The Maserati brothers had spared no efforts in the construction of the first Maserati, and also premiered their new badge, the Trident, on their creation. The Maserati Tipo 26 was completed in April 1926 and the brothers decided at once that it would race in the Targa Florio. A racing debut is never easy, and the new car built on the basis of Maserati brothers’ development work arrived on the roads of Sicily with plenty of hopes but very few certainties. However, the Maserati Tipo 26 proved right from the start that it was a special car, faster and with better handling than its adversaries. Alfieri Maserati succeeded in finishing ninth overall in the race, and triumphed in the 1,500 c.c. class. In a race that saw a large number of cars withdraw due to technical problems, Alfieri Maserati crossed the finishing line in 8 hours 37 minutes and 11 seconds. A very important win and the first in the long history of Maserati successes.
Thirty-three cars from all over the world took part in the Targa Florio on 25 April 1926. Cars of all kinds gathered in Sicily, from the extremely powerful Bugattis to the lightweight Alfa Romeos, stripped of all their accessories to keep weight down, as well as the OM racing cars, and naturally, car number 5, the Maserati Tipo 26 driven by Alfieri Maserati. In the car with Alfieri was Guerino Bertocchi, who served as on-board mechanic. The entry rules for the 540 km Targa Florio race imposed no restrictions; competitors could use any car they liked. The only restrictions were imposed by the categories - the Tipo 26 was competing with an engine of 1,500 c.c. and weighed more than 600 kilograms.
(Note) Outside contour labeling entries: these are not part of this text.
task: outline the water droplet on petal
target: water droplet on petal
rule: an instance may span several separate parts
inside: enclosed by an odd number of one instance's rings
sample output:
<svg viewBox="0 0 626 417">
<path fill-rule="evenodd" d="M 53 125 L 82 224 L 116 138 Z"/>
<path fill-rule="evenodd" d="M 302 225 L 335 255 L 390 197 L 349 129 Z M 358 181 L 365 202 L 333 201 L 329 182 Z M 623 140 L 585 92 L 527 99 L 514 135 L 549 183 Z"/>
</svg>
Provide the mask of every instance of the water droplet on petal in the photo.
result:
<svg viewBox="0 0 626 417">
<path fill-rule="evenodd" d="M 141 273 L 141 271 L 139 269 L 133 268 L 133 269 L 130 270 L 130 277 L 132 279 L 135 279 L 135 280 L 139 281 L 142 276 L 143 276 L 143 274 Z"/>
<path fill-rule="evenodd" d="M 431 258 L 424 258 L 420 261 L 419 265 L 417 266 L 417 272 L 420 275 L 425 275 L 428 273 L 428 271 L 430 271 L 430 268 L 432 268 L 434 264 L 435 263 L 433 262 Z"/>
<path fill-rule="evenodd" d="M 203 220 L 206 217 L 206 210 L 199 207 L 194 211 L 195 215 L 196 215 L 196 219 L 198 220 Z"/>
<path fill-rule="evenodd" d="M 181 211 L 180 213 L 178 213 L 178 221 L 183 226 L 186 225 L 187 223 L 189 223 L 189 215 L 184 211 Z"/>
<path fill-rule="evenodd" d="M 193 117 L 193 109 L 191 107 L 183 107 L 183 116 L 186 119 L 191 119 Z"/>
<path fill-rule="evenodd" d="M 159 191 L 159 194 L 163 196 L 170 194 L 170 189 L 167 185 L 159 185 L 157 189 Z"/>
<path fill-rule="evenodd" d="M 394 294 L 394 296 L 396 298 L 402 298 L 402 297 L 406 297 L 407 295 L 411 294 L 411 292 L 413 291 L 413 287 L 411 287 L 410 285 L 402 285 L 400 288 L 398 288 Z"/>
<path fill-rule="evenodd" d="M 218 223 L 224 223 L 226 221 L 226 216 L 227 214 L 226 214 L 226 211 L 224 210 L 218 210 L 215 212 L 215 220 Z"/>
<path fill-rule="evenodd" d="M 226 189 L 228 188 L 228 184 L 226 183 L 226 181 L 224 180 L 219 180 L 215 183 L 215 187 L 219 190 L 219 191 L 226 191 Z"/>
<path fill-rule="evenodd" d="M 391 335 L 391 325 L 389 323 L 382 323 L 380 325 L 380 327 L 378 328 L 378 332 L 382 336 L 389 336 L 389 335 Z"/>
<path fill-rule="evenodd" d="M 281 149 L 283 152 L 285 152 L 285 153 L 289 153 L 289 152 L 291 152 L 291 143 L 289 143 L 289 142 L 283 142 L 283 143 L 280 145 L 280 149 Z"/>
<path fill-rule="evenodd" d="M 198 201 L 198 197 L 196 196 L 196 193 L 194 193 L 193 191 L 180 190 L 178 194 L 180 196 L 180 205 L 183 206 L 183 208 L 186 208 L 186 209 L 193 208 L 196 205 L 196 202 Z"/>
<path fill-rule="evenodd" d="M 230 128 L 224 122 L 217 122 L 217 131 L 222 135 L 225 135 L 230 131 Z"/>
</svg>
With financial assistance from the Marquis Diego de Sterlich, in 1926 the Maserati brothers purchased ten Diatto 30 Sport chassis, put on sale by Diatto after the brand retired from racing at the start of the season. The Maseratis took a Diatto chassis and used mechanical components from the previous season to evolve the turbocharged Diatto GP 8C into the first Maserati in history, the Maserati Tipo 26. This car was fitted with a 1,492 c.c. straight eight engine with bore x stroke of 60 x 66 millimetres. It generated 120 horsepower at 5,300 rpm, enabling the Maserati Tipo 26 to reach a speed of 190 kilometres an hour with the aid of its three-speed gearbox. The wheelbase of 265 centimetres combined with tread of 134 centimetres at the front and 136 at the rear, which provided very good stability and excellent handling. For the Targa Florio, where the race rules imposed virtually no restrictions, the Maserati brothers decided to remove the Tipo 26’s tapered tail and replace it with a simpler, cut-off rear end, with two rear wheels fixed on the back to be ready at once in case of punctures.